# Looking to join (align vertically) several images into one via batch program..?



## Sem_White (Jun 14, 2008)

Can you help...

I have a written document in several pages. I would like these joined into one long continuous image for easy upload i.e. page one into page two etc... as one long (aligned vertically) jpg.

I thought this topic should come under web-design as specific to web publishing.

Thanks,

Sem


----------



## Redcore (Aug 14, 2007)

Uhhh...an image? Why not PDF?


----------



## Sem_White (Jun 14, 2008)

I can't use xhtml it is written using word 2007 and formatted using everything you can imagine...

long-text pdfs are very limited in scope...
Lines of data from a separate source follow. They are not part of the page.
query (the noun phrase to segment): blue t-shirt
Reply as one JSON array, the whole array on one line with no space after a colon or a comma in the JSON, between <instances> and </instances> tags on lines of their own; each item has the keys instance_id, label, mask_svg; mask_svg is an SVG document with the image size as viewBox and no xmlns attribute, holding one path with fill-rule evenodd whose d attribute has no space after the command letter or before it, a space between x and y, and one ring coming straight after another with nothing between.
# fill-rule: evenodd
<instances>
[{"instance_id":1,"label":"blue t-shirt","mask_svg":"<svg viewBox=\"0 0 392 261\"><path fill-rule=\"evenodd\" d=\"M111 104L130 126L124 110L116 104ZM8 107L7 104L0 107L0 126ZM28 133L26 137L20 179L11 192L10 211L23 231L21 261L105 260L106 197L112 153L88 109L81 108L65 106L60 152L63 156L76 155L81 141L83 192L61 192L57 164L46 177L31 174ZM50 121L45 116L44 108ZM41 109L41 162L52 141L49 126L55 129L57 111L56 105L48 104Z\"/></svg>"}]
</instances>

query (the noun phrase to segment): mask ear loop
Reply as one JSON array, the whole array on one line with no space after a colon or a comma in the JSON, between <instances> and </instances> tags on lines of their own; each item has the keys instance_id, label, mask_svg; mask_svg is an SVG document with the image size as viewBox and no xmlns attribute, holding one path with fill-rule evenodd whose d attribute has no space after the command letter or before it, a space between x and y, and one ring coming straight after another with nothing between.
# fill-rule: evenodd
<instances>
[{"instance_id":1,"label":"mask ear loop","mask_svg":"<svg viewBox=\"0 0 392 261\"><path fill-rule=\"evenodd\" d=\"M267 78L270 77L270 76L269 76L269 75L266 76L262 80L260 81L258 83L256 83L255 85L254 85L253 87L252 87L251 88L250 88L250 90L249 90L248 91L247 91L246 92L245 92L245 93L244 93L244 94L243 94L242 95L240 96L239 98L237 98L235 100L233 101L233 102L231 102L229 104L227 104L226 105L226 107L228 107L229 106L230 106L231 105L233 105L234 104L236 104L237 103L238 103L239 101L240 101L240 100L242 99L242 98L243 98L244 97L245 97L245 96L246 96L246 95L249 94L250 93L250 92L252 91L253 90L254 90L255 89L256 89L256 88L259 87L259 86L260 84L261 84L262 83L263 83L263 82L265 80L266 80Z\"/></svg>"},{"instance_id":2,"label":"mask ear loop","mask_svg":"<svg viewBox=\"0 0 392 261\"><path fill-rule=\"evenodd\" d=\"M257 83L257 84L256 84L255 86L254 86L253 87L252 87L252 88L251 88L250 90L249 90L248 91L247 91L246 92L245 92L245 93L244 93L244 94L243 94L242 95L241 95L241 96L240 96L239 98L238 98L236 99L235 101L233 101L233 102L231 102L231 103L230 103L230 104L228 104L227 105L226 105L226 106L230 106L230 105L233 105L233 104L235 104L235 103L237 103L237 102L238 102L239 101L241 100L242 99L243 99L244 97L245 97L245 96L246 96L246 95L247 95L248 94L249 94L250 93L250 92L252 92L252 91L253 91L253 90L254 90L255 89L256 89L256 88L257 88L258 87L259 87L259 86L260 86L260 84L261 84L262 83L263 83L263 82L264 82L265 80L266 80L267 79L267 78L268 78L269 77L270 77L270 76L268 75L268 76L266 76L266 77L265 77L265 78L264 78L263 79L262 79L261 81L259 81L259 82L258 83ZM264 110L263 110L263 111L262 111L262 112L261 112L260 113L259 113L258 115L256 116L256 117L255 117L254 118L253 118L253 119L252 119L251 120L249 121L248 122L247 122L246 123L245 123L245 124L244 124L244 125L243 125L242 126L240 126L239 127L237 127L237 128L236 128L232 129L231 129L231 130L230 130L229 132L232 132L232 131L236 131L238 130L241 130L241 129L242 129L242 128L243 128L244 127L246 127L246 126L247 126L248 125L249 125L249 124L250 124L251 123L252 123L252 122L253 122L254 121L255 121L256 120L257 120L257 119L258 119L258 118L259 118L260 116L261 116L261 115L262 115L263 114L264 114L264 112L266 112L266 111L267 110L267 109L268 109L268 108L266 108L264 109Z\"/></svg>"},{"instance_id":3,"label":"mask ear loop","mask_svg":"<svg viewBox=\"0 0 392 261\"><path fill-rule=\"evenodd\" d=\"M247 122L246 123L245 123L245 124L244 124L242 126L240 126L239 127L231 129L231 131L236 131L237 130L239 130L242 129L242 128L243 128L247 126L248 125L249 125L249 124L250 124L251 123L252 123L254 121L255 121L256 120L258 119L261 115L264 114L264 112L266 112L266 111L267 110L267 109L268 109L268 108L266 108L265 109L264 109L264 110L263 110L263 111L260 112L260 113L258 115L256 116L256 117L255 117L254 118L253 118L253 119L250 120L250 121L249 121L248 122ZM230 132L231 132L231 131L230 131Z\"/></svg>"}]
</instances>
So if pdf can you provide code to embed to provide more depth and context...


----------



## Sem_White (Jun 14, 2008)

I just want to characterise the pdf make it individual and context it to my work and make it distinguishable from other pdf's. To do this I need to embed.
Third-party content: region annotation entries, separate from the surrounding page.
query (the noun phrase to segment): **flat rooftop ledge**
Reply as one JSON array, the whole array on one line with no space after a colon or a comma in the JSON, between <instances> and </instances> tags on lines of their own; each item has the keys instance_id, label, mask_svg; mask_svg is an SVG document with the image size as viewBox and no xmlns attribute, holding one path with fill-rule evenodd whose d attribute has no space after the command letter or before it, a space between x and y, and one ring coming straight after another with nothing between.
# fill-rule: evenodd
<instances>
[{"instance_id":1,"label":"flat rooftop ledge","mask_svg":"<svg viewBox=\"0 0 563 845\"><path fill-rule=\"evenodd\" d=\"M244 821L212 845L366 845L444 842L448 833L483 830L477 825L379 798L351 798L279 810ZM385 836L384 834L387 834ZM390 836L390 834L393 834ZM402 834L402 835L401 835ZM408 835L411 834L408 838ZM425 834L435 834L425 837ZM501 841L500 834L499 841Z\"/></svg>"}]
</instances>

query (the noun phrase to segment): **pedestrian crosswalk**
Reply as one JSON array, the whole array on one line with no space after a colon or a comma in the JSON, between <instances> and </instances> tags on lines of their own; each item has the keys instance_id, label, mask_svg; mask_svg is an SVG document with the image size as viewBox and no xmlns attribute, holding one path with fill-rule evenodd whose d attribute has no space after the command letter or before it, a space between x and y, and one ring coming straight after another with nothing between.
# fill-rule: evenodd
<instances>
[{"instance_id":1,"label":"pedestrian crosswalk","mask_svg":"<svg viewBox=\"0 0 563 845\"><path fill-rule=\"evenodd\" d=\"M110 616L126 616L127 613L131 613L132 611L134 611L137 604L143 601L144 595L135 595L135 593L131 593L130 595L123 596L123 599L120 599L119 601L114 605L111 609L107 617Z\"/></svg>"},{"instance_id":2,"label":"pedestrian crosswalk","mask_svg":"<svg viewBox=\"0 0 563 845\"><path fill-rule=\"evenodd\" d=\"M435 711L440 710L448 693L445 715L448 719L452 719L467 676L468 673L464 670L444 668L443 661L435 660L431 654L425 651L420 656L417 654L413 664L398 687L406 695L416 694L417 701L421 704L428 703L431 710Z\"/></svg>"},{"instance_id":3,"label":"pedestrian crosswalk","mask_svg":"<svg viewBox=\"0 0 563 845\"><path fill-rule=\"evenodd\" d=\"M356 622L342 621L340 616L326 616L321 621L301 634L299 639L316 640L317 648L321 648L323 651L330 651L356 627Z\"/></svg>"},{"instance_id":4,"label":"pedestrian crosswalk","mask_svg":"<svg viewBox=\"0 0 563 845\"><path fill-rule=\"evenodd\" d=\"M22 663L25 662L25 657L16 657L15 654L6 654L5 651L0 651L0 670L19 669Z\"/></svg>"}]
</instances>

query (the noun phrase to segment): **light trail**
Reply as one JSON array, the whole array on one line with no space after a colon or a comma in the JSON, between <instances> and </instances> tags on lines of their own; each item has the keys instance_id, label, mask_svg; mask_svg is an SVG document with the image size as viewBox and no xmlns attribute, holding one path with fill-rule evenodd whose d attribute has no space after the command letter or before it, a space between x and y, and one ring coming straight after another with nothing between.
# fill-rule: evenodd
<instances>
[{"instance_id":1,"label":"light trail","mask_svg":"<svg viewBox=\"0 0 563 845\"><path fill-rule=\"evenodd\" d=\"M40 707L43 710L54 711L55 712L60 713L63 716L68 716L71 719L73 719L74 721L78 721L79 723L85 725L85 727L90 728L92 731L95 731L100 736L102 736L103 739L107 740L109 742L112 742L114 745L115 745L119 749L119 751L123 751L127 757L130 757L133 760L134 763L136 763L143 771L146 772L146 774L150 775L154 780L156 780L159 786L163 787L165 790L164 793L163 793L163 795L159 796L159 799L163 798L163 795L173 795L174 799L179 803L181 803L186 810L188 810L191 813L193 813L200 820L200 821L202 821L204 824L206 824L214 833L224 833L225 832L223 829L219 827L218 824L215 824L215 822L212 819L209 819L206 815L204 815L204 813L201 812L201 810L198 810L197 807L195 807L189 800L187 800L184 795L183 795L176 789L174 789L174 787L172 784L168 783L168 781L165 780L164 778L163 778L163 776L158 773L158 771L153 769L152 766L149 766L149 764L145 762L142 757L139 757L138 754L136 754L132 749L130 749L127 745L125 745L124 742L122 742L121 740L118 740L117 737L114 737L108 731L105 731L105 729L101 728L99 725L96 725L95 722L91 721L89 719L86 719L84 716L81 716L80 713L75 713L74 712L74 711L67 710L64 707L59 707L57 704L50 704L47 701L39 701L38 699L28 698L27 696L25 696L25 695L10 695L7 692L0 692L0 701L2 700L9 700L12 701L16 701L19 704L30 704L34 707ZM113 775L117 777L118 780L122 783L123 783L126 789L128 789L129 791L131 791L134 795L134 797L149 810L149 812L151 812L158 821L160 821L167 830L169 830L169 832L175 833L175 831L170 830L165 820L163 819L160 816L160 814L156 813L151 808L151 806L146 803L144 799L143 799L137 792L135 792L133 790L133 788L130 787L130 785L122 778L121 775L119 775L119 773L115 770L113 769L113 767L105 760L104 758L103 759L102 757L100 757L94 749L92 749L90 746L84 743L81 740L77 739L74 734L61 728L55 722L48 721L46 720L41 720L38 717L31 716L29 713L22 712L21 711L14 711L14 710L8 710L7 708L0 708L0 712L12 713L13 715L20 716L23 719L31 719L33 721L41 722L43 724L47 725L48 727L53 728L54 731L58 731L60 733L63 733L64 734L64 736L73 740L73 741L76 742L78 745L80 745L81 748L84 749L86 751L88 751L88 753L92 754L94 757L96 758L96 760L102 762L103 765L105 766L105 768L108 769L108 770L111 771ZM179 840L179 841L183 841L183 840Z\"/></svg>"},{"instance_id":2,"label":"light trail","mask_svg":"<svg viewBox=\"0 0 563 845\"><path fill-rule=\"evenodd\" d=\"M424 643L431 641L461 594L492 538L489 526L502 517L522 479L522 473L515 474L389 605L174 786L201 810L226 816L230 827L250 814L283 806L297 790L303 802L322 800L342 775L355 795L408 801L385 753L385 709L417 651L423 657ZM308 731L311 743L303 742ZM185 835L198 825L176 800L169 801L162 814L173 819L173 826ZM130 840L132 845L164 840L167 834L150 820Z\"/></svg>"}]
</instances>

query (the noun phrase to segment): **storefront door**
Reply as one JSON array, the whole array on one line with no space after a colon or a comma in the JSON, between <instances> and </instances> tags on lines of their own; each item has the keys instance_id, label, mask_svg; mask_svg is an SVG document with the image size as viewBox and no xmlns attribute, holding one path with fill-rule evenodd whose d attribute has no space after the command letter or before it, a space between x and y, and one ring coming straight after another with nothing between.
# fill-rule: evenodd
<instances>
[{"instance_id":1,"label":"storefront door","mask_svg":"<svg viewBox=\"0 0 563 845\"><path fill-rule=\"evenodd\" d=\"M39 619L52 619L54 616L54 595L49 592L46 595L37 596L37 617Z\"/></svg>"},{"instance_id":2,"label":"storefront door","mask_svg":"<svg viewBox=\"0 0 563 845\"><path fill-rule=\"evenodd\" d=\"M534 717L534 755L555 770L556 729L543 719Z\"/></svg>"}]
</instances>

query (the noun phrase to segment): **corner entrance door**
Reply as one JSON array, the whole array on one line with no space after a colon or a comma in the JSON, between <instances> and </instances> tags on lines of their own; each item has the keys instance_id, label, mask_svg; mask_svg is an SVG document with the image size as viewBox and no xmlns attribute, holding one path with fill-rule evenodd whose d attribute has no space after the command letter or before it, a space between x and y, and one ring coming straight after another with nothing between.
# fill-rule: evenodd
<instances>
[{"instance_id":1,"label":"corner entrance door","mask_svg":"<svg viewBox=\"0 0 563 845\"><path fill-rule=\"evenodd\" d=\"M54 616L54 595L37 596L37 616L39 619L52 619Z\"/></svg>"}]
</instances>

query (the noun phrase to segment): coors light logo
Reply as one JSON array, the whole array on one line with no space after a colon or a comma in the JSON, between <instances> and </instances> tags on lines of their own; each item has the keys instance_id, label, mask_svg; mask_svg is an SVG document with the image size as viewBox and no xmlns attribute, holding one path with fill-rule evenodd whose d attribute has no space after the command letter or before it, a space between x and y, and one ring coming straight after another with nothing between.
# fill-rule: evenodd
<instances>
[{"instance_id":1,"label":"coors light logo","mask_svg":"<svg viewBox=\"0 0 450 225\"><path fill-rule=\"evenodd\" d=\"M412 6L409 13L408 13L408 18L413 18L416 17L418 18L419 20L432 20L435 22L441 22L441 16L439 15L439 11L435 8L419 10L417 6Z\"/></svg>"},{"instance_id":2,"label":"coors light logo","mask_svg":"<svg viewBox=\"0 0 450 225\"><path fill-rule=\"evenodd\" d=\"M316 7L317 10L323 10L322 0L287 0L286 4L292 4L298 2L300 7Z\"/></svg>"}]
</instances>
What I am seeking is the answer to following questions:
Is embedding pdf possible?
If yes, for both IE7 and Firefox 3?
If so can you help me out with the code (I have googled around to a little success, but nothing universal across browsers with positioning within browsers)..?

I see this as important issue to web design.
If you start your work from the HTML and CSS format you are fine.
Whereas importing and incorporating desktop publishing into the web media
i.e. in pdf/ alternative format still seems to lack cohesion, although prove me wrong with an alternative...
I think this is especially important as I believe programs such as Word 2007 offer more than HTML and CSS although this could probably be challenged by the experts (whereas you don't need to be an expert with word 2007 to do anything or everything)


----------



## DonaldG (Aug 23, 2007)

:wave::wave: Hi Sem, A very warm welcome to TSF:wave::wave:

It is difficult to fully understand the problem. However, my observations:

Converting several pages into a jpg image should be discouraged. It will make a very large file size that will take time to download. That would be far worse than a mediocre formatted document!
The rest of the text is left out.